“Cuente hasta diez mientras respira lenta y profundamente”, decía la voz en off de una serie de anuncios viejísimos, cuyo objetivo era disminuir la violencia familiar en los años 80. Los actores eran malos, pero el parlamento tranquilizador se quedó en la memoria de mucha gente que, como yo, sigue recurriendo a él en momentos de ira.
“Cuente hasta diez” es una frase que me ha librado de muchos problemas, aunque a veces tengo que contar, por lo menos, hasta el 30 y respirar muy lentamente. A eso le he añadido una sonrisa (o una mueca que intenta ser sonrisa). Verán: hace poco leí que cuando uno sonríe, aún sin motivo, se mueven ciertos músculos de la cara. Éstos activan un mecanismo que libera endorfinas y contribuye a mejorar el ánimo. Así que a mis conteos y respiraciones añadí una sonrisita. Ligera, sí… y también algo fingida. Pero como dice mi amiga Roberta: Fake it until you make it!

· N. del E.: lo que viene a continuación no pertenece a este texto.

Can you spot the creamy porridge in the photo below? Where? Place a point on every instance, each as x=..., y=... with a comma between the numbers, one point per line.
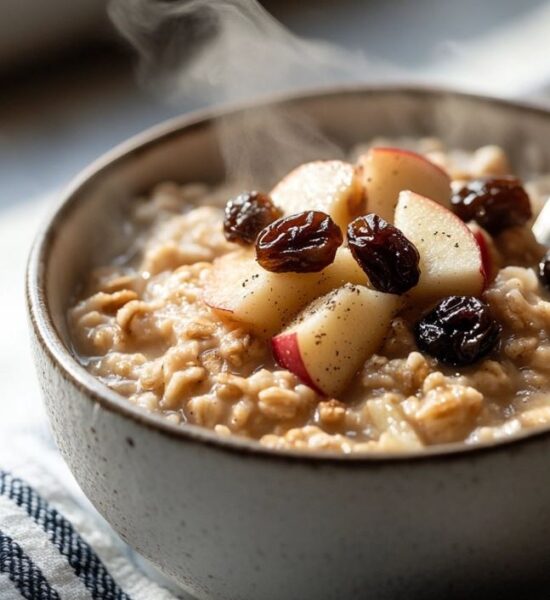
x=185, y=324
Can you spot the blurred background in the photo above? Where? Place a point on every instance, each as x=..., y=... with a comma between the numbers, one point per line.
x=69, y=92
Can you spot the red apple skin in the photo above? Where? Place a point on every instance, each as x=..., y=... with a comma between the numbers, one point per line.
x=287, y=354
x=415, y=155
x=486, y=262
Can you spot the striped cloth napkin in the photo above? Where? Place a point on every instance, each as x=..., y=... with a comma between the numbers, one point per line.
x=52, y=545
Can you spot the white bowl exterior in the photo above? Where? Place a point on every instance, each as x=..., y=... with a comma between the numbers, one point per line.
x=234, y=525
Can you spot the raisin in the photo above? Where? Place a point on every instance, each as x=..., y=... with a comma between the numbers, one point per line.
x=302, y=243
x=495, y=204
x=544, y=270
x=246, y=215
x=388, y=258
x=458, y=331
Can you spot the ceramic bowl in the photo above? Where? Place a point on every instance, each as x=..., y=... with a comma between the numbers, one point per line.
x=228, y=519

Total que cuento hasta diez, respiro, hago sonrisita de buda iluminado, cierro mis ojos para buscar ese destello de tranquilidad en alguno de mis chakras… Pero cuando se trata de ESE compañero del trabajo cuyo nombre no puedo ni pronunciar, en vez de encontrar un destello de paz en mi interior, me encuentro con un incendio.
ESE compañero de trabajo tiene buenas intenciones, pero es algo torpe y está desactualizado. Tiene dos defectos: siempre quiere quedar bien con sus superiores a costa de lo que sea, y es primo del dueño. Antes no me importaba, hasta que nos asignaron para trabajar juntos en un proyecto. Ahora, para dárselas de Juan Sabelotodo, el compañero me hace quedar como una verdadera tarada ante los supervisores. Solución: ajo y agua (ajoderse y aguantarse).

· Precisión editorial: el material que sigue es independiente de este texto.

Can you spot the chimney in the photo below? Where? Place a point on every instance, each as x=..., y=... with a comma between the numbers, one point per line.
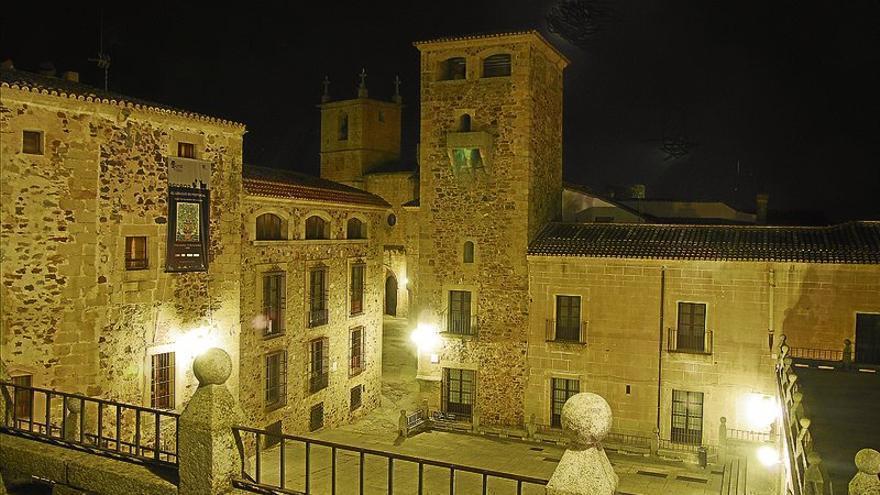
x=761, y=201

Para no amargarme la vida, me hice un cocowash. He optado por pensar que el trabajo es una escuela, un entrenamiento –sadomasoquista, por cierto, pero nada dura cien años–. En ese escenario, mi compañerito indeseable es algo así como un maestro, un “anticoach” que, al final del día, me hará ser mejor persona.

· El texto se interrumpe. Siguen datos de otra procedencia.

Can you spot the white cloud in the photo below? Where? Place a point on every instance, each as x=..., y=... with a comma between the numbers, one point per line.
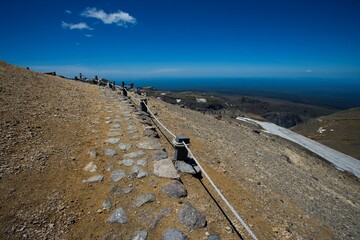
x=72, y=26
x=119, y=18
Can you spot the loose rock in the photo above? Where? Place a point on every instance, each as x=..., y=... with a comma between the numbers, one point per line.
x=118, y=216
x=191, y=218
x=117, y=175
x=144, y=198
x=174, y=234
x=174, y=189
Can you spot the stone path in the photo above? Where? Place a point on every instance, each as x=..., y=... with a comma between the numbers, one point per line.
x=143, y=184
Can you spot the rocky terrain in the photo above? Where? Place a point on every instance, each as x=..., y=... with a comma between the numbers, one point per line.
x=340, y=131
x=81, y=161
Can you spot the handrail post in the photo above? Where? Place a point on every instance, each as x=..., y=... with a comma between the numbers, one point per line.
x=181, y=153
x=143, y=103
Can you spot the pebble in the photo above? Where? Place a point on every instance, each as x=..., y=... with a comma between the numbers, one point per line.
x=152, y=144
x=93, y=153
x=98, y=178
x=117, y=175
x=124, y=147
x=140, y=235
x=134, y=154
x=191, y=218
x=112, y=140
x=175, y=189
x=110, y=152
x=165, y=168
x=118, y=216
x=144, y=198
x=174, y=234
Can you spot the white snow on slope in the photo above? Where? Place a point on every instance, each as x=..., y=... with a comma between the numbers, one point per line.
x=342, y=161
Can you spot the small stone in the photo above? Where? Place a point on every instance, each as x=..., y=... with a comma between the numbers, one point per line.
x=112, y=140
x=114, y=134
x=106, y=204
x=140, y=235
x=134, y=154
x=141, y=162
x=119, y=191
x=152, y=144
x=110, y=152
x=165, y=168
x=124, y=147
x=191, y=218
x=93, y=153
x=98, y=178
x=144, y=198
x=213, y=237
x=174, y=234
x=186, y=168
x=117, y=175
x=90, y=167
x=160, y=154
x=127, y=162
x=175, y=189
x=150, y=132
x=118, y=216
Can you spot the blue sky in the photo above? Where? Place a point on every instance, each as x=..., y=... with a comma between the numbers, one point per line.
x=126, y=39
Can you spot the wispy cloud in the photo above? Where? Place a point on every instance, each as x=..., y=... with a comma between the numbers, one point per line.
x=119, y=18
x=72, y=26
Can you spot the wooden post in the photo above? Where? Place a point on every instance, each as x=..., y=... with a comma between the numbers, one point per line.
x=143, y=103
x=181, y=153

A veces toca aprender a la mala, pero es lo que hay por el momento. Una tiene que entrenarse a diario para defender el trabajo con argumentos sólidos y documentos que no distinguen parentescos, hay que mantenerse objetiva aún en situaciones que normalmente serían una horripilante experiencia de “lo humano”. Quiero creer que en cada discusión, en cada reto, en cada experiencia, hay una lección por aprender; y con esa actitud uno dejará de ver al otro como un indeseable enemigo y lo concebirá como un extrañísimo sensei del mundo bizarro que vino a enseñarme una lección. Claro, uno quisiera que la vida estuviera llena maestros como el famoso “Oh-captain-my-captain”, protagonista de La sociedad de los poetas muertos.
Pero también hay maestras amorosas que nos invitan a tomar el té cuando entramos en crisis y nos iluminan el camino con sus experiencias. Por ejemplo, mi amiga Roberta siempre me saca del hoyo cuando comparte conmigo lo que aprendió en su clase de Kabbalah. Y la Pelirroja, ella me enseñó a ver que esos seres “del lado oscuro” pueden enseñarnos valiosas lecciones. Tiempo después de superar la depre por su separación, me dijo un día con los ojos chispeantes de lucidez: “Ahora sé por qué la vida me mandó ese marido del que me enamoré y al que ahora intento olvidar. La vida me ha enviado al mejor maestro, al más cruel de todos para que, sin andar tropezándome con otros hombres, comprenda de una sola vez de qué se trata la vida en pareja, el amor, las relaciones, el dolor, la alegría… Ahora, ya sin rencor, puedo sentirme agradecida con la vida por esta lección.” (Gulp!)